Often, when I ponder the issues of why I paint and what I am trying to say when I paint, an image will float up before my mind’s inner eye. The image is of a large boulder on the Georgian Bay shore—monumental, weighty, profoundly silent and unchanging through eons of time. Wouldn’t it be wonderful for a painting to have such gravitas as those rocks? Those rock-strewn, glacier-carved shores of Georgian Bay hold a central place in my psyche, I think, as a symbol of a great mystery in my mind. With my feet dipped in the water there and my back on those round warm rocks, I can most easily feel transported to a state of Paradise.

Bonnie Devine

The Great Lakes

Letter to Sandy

Letter to Sandy
2008
Diptych, mixed media and graphite on paper, giclée print of a digital image mounted on canvas
60.9 x 182.8 cm
On loan from the artist

The image in the diptych is a digital photograph of a rock surface on the Canadian Shield, located on the banks of the Serpent River just north of Lake Huron. The text is an homage to a story I once heard about the movements of the Anishinaabek across the great channel at Sault Ste Marie from Lake Huron to Lake Superior and south to Lake Michigan, which is the ancient trade and ceremonial route of the Odawa and Ojibwa peoples both before and after the coming of the Europeans to these shores. The figures in the centre of the text panel are my interpretations of the northern section of the Great Lakes, including Drummond and Manitoulin Islands, imagined as sentient beings or animals. This glass piece is one of four objects cast from a section of rock on the shoreline of the Serpent River in Northern Ontario where I grew up.

Letters from Home

Letters from Home
2008
Cast glass on birch wood plinth
21.5 x 27.9 x 7.6 cm
On loan from the artist

Ryan Dineen

Lake Huron

Go Home Bay

Go Home Bay
2013
Oil on canvas
91.4 x 121.9 cm
Government of Ontario Art Collection

Growing up in downtown Toronto, on the shores of Lake Ontario, I have enjoyed painting working ships that dock at the foot of Yonge Street. I like to explore the juxtaposition of the rusted freighters set against the natural beauty of water, ice and the industrialized shoreline. Recently, I have had the opportunity to spend time in Georgian Bay, where so many great Canadian painters have painted before me and found inspiration in the majestic sky, rocky shores and distant treelines. I want my work to reflect the feeling of being small in the universe, the grandness of nature, the beauty in the infinite forms created by nature and the pride I take in being Canadian.

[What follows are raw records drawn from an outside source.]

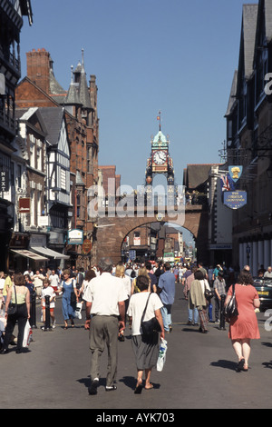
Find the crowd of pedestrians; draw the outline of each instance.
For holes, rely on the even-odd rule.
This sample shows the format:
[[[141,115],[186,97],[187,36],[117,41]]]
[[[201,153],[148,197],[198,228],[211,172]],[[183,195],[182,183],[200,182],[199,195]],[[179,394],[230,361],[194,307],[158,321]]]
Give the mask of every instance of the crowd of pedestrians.
[[[13,332],[16,323],[16,353],[23,352],[24,329],[31,318],[30,301],[33,297],[41,301],[42,328],[44,328],[46,317],[45,298],[49,297],[52,327],[55,328],[55,299],[62,295],[64,330],[68,329],[69,322],[71,327],[74,327],[78,305],[85,307],[84,327],[90,330],[92,354],[89,393],[97,393],[100,357],[105,347],[108,351],[106,391],[116,390],[117,342],[124,341],[123,332],[127,326],[131,331],[137,366],[134,392],[141,393],[143,386],[147,390],[153,387],[151,375],[158,360],[160,342],[172,332],[171,307],[176,283],[182,284],[188,301],[187,325],[199,326],[201,333],[209,332],[210,322],[219,323],[220,329],[226,329],[224,309],[233,293],[230,284],[236,283],[238,316],[229,323],[228,338],[238,357],[238,371],[248,371],[250,340],[259,338],[255,313],[259,307],[259,300],[252,286],[249,270],[245,265],[239,273],[234,269],[227,272],[219,264],[206,269],[201,263],[171,265],[170,263],[147,262],[145,264],[119,263],[113,265],[110,259],[103,258],[99,265],[87,272],[74,267],[27,270],[24,274],[5,276],[0,272],[1,353],[7,353],[9,343],[15,341]],[[271,277],[272,268],[262,272],[262,276]],[[10,312],[10,307],[15,305],[15,313]],[[141,322],[153,318],[156,318],[160,332],[144,335]]]

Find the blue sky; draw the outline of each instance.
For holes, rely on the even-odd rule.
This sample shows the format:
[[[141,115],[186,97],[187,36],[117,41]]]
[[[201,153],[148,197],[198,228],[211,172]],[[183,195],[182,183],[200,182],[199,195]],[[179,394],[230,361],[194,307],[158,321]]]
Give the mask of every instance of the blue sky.
[[[100,164],[115,164],[121,184],[144,184],[151,135],[161,111],[176,182],[188,164],[219,163],[228,95],[238,66],[241,0],[32,0],[34,24],[21,33],[25,53],[45,48],[64,89],[84,49],[96,75]]]

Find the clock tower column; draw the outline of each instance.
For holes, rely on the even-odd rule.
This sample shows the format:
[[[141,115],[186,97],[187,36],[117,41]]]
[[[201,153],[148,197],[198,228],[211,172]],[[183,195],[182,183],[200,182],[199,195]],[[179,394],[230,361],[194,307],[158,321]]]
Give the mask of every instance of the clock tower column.
[[[166,176],[167,179],[167,197],[168,205],[174,205],[175,200],[175,179],[174,179],[174,166],[173,160],[170,155],[169,136],[165,136],[160,129],[160,130],[155,137],[151,136],[151,153],[147,160],[147,167],[145,171],[145,185],[147,188],[152,184],[153,177],[157,174]]]

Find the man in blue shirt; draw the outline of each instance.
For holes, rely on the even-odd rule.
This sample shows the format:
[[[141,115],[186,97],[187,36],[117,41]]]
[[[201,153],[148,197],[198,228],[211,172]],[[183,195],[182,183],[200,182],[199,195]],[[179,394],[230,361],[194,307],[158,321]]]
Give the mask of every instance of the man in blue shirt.
[[[172,331],[171,306],[175,299],[175,274],[170,273],[170,264],[165,263],[164,272],[159,279],[158,293],[163,307],[160,309],[164,331],[169,333]]]

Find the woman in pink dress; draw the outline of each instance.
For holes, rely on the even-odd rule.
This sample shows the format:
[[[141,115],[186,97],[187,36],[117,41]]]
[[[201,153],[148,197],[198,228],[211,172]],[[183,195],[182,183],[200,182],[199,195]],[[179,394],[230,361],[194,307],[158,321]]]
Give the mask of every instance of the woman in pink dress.
[[[235,285],[238,315],[230,320],[228,338],[231,339],[233,349],[238,358],[238,372],[248,370],[250,341],[260,338],[255,313],[255,309],[260,306],[260,302],[257,292],[252,283],[251,274],[243,270]],[[225,305],[230,300],[232,292],[232,286],[230,286]]]

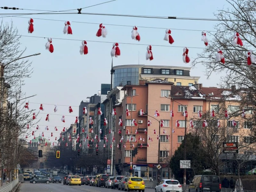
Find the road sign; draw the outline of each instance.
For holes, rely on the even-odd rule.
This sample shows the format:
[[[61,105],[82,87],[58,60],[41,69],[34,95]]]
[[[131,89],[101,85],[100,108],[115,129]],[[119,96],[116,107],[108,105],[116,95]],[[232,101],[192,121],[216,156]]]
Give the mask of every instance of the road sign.
[[[180,160],[180,169],[190,169],[190,160]]]

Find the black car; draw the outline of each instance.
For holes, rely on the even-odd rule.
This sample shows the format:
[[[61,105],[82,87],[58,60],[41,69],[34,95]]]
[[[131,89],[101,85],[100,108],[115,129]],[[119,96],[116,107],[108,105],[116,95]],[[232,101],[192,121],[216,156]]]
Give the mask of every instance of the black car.
[[[30,180],[31,183],[46,183],[47,184],[52,182],[52,179],[48,177],[40,176],[38,179],[34,179]]]
[[[59,176],[54,176],[52,178],[52,183],[61,183],[61,179]]]

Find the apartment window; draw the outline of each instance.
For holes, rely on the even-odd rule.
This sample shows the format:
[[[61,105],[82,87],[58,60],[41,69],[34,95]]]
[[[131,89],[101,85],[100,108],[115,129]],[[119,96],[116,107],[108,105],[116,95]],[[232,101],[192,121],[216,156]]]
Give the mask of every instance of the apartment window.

Robin May Fleming / @robinmay

Lake Huron

Georgian Bay
2014
Chromogenic prints
25.4 x 25.4 cm
On loan from the artist

Every summer, beginning with my first summer—age 6 months—I’ve dipped my toes in Georgian Bay. It was on her shores that I had my first awkward kiss. It was on her rocks that I had my first sip of beer. It was on her beaches, in the space between her gently curving trees, that I fell in love and out of love, sometimes in the span of a few weeks. Over the years, these lakeside coming-of-age moments have come of age themselves, shifting to more subtle landmarks: deep, essential breaths; long moments of introspection; decisions made quietly, the waves crashing their applause. In 2013 I married an American and spent my first full year apart from Canada, apart from Georgian Bay. In 2014 I returned for one necessary summer, documenting my homecoming as I document all things these days—on Instagram.

Think I could maybe fit this whole lake in my suitcase?

Think I could maybe fit this whole lake in my suitcase?
@robinmay on Instagram

John Hartman

Lake Huron

Looking North from Above Cunningham’s Channel

Looking North from Above Cunningham’s Channel
2014
Oil on linen
76.2 x 152.4 cm
Government of Ontario Art Collection

I spend each summer on an island south of Britt in the archipelago of islands that forms the eastern shoreline of Georgian Bay. I work directly from nature, making small landscape paintings of the flat, rocky shoreline, and the changeable sky and water that make this area so intriguing to paint. The Bay is my home landscape. I know it intimately, carry it around with me, refer all other landscapes to it. It has determined my sense of scale, light and colour, and enters all my work.